Some ambitious folk make it a goal of theirs to visit each of the 50 states of the Union in their lifetime. Sufjan Stevens has a mind to record an album dedicated to each of those states. Having lived my entire life in Illinois and cultivated a reasonably fair amount of knowledge regarding the state’s history and distinguishing characteristics, I was pleased to hear Stevens was planning to release an ode to the Land of Lincoln with his second album of the series.
Stevens, a native of Michigan (the first state in
his project), had at one point spent part of his life
in Wrigleyville. Reflecting on his experience,
he presumably decided to make Illinois his next album’s subject matter. What makes this album so remarkable is the ambitious scale of the task.
How does one fill the verses of a full-length album with accurate details concerning the folk tales,
tradition and history of an entire state? How can he appease the Illinois population with the right amount of tribute while crafting an album that even non-Illinois residents can appreciate? And how does he do it when the only time he spent in the state was in the north side of Chicago?
It’s impressively evident that Stevens did his homework. His songs incorporate otherwise obscure references to Illinois history taken from the Rock River Valley down to Little Egypt. He name drops the likes of Carl Sandburg, Jane Addams, Frank Lloyd Wright and Ronald Reagan. He tells stories with mention of the Black Hawk War, Superman, the Columbian Exposition, the Lincoln-Douglas debates and the state’s most infamous serial killer, John Wayne Gacy Jr. If there is one blemish to his story telling it’s that he fails to mention C-U or the Orange and Blue. He brings up Chicago, Peoria, Jacksonville, Metropolis, Kankakee, even Decatur, but he never talks about Champaign or Urbana.
The result is a 74 minute, 22-track epic covering what’s great (Abraham Lincoln) and what’s not so great (John Wayne Gacy Jr.) about Illinois.

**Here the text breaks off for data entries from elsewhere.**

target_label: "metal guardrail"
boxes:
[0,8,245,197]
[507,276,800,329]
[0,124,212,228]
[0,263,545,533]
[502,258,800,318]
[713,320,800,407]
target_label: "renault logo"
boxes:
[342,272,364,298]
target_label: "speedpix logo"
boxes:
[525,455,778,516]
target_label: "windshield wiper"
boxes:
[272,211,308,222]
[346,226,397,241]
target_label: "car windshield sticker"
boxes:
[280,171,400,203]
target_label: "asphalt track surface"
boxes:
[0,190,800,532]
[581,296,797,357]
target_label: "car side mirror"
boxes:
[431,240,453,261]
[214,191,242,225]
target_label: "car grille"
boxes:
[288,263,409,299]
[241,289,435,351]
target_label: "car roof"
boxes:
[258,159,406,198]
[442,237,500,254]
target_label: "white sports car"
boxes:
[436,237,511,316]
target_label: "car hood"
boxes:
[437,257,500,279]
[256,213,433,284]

And while the lyrical descriptions of Illinois’ heritage should be enough to entice your consideration, you should know that the music that carries the words is equally strong. Stevens mans an impressive array of instruments. The album insert lists over 20 instruments he played when composing the songs, including the glockenspiel and oboe.
Listening to the album, you can just sense the painstaking work Stevens put into this album, in research and composition alike. And you realize there is no possible way he could complete 10 more albums of this standard, let alone another 48. It took him two years to release Illinois after completing Greetings from Michigan. Forty-eight more at two years a piece? You do the math. And both of these are states he’s at least at one point staked residence in.
The album is an excellent mixture of storytelling and interludes. Stevens’ soft vocals hover just loud enough over the meticulously calculated melodies to tell the listener a story of past or present Illinois lore. He easily conveys a range of emotions with his voice and instrumentation-excitement (“The Tallest Man, the Broadest Shoulders”), pride (Part I of “Come On! Feel the Illinoise!”), reverence (“The Seer’s Tower”), fear (“Casmir Pulaski Day”), and anxiety (“They Are Night Zombies!!! They are Neighbors!! The Have Come Back from the Dead!! Ahhh!”)-through the collection of tracks.
Not only is it a remarkably well made folk album, but it also serves as an introductory history lesson to those of us who are not from the great state of Illinois, and as a reminder for those of us who are.